Die Stadt Chemnitz will verstärkt
nunmehr auch Grund- und
Mittelschulen sanieren. Die Gelder waren im Haushalt eingestellt, die
Fördermittelanträge gestellt. Für das Fliesen der Mittel
und somit der Baubeginn stehen jedoch derzeit die Ampeln auf
Rot, seit das Kultusministerium Sachsen im Frühjahr 2008 eine neue
Förderrichtlinie
herausgab und die Stadt Haushaltkürzungen wegen zu erwartender
sinkender Einnahmen avisierte.
Geschichtliches
...
Beginnend mit dem Jahr 1999 und sich
zunehmend verstärkend in den
Jahren 2000 bis 2002 prallten die unterschiedlichen Vorstellungen zur
Reaktion auf das bevorstehende Geburtenloch [1] mit ungewohnter
Härte aufeinander. Während vorwiegend auf ökonomische
Kennziffern abziehlende und auf einer prognostizierten Dauerhaftigkeit
des Geburtenrückganges basierende Auffassungen von Politikern und
Verwaltungsmitarbeitern - wie vorab schon bei den KiTas - auf
Zentralisation und einen Rückbau der Schulen und Lehrkräfte
setzten, wollten Eltern, Pädagogen und andere Politiker das Loch
als Chance für den Umbau des Bildungssystems zu kleineren Klassen
und geringeren Zügigkeiten einhergehend mit zusätzlichen
Bildungs- und Freizeitangeboten nutzen und die Dezentralisation zur
Wahrung möglichst kurzer Schulwege und Standortnähe
beibehalten.
Für eine "Effektivierung" des Schulnetzes sprachen vor allem
ökonomische Faktoren. Im kommunalen Bereich - dem Bereich der
Schulträger und somit Schulbetreiber - standen vor allem
Gebäudekosten im Fordergrund. So lockten gewaltige Einspaarungen
an Betriebskosten und der
Wegfall von enormen Sanierungsaufwendungen bei Einstellung des Weiterbetriebes
scheinbar "unbenötigter" und zum großem Teil noch
unsanierter Schulgebäude. Für die Schulaufsicht
- und damit dem Dienstherr der Pädagogen an Schulen - bedeutete
eine mögliche Halbierung der Lehrerzahl auch eine ungefähre
Halbierung der hierfür notwendigen Personalkosten
und damit eine deutliche Entlastung des Staatshaushaltes. Es gab aber
durchaus auch pädagogische
Gründe, die große Schulen sinnvoll erschienen ließen,
wie zum Beispiel ein umfangreichereicheres Kursangebot und eine
gezieltere und bessere Ausstattung.
Die Fürsprecher kleiner Klassen und geringerer Zügigkeiten
hatten als Plus u.a. auf ihrer Seite, dass Lehrer individueller auf die
Schüler eingehen konnten (Förderung von Schülern mit
Schwächen entspr. PISA bzw. besonderen Begabungen), die Kosten,
Zeiten und Gefahren langer
Schulwege gemindert wurden und dass die Wahrung der Schulen als
kulturelles Zentrum der Gemeinden und Stadtteile erhalten bleibt.

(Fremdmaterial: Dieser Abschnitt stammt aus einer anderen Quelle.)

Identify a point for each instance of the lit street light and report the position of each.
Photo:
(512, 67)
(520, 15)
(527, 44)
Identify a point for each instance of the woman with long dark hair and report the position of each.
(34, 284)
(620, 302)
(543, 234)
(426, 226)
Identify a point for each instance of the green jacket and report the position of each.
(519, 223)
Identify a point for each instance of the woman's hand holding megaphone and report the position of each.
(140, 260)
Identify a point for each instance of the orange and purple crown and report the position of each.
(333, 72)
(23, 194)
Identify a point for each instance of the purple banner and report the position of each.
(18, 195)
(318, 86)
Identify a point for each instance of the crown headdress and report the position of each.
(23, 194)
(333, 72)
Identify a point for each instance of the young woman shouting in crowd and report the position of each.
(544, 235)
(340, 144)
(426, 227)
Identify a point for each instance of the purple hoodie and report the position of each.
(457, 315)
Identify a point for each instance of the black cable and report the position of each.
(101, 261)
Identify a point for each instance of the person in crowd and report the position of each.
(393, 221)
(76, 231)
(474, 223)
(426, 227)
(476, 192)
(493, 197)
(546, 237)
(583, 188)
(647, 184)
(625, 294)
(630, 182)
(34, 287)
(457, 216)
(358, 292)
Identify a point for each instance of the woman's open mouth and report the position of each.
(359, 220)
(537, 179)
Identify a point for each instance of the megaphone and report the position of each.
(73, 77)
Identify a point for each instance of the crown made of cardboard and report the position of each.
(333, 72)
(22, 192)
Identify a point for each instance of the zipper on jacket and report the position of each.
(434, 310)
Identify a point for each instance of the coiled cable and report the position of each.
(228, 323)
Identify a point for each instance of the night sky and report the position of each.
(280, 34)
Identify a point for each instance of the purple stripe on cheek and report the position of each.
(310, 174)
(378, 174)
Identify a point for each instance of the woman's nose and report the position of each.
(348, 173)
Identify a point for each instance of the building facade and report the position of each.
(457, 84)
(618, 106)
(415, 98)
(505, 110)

Kompromisse zwischen beiden Sichtweisen schienen weitgehend
ausgeschlossen.
Eine restriktives Vorgehen von Politik, Behörden und Verwaltung
bei der Umsetzung der Schrumpfung und Zentralisation des Schulnetzes
war genauso prägend für diese Zeit, wie die Flut von
Bürgerbegehren in fast allen größeren Städten
Sachsens als Reaktion hierauf.
Der Konflikt gipfelte in dem Erlass der Verordnung
des Sächsischen Staatsministeriums für Kultus zur
Schulnetzplanung im Freistaat Sachsen (Schulnetzplanungsverordnung –
SchulnetzVO - gültig ab 31.10.2001) und im Gegenzug dem
Ausrufen eines
Volksantrages "Zukunft
braucht Schule" durch
Eltern- und Schülervertreter sowie Lehrern
(zunächst ohne Parteien!) Anfang 2001 (eingereicht am: 29.08.2001)
und seiner späteren
Forcierung zum Volksbegehren.
Im Jahr 2003 kam es schließlich nach Verhandlungen
zwischen Vertretern des Volksbegehrens, der gesetzlichen
Elternvertretungen und der CDU-Landtagsfraktion/Landesregierung zu
einem Kompromiß zwischen den
Elternvertretern und der Staatsregierung Sachsens, welcher sowohl
kleinere Klassenstärken und Zügigkeiten festschrieb, als auch
die Aufgabe eines nicht unerheblichen Teils der Schulen
als nicht mehr vermeidbar zulies. Die neuen günstigeren Klassenstärken
wurden als übergeordnetes Recht in das Schulgesetz aufgenommen,
statt wie bisher in einer ohne Beteiligung des Parlarmentes
jederzeit vom Kultusminister änderbaren Verwaltungsvorschrift.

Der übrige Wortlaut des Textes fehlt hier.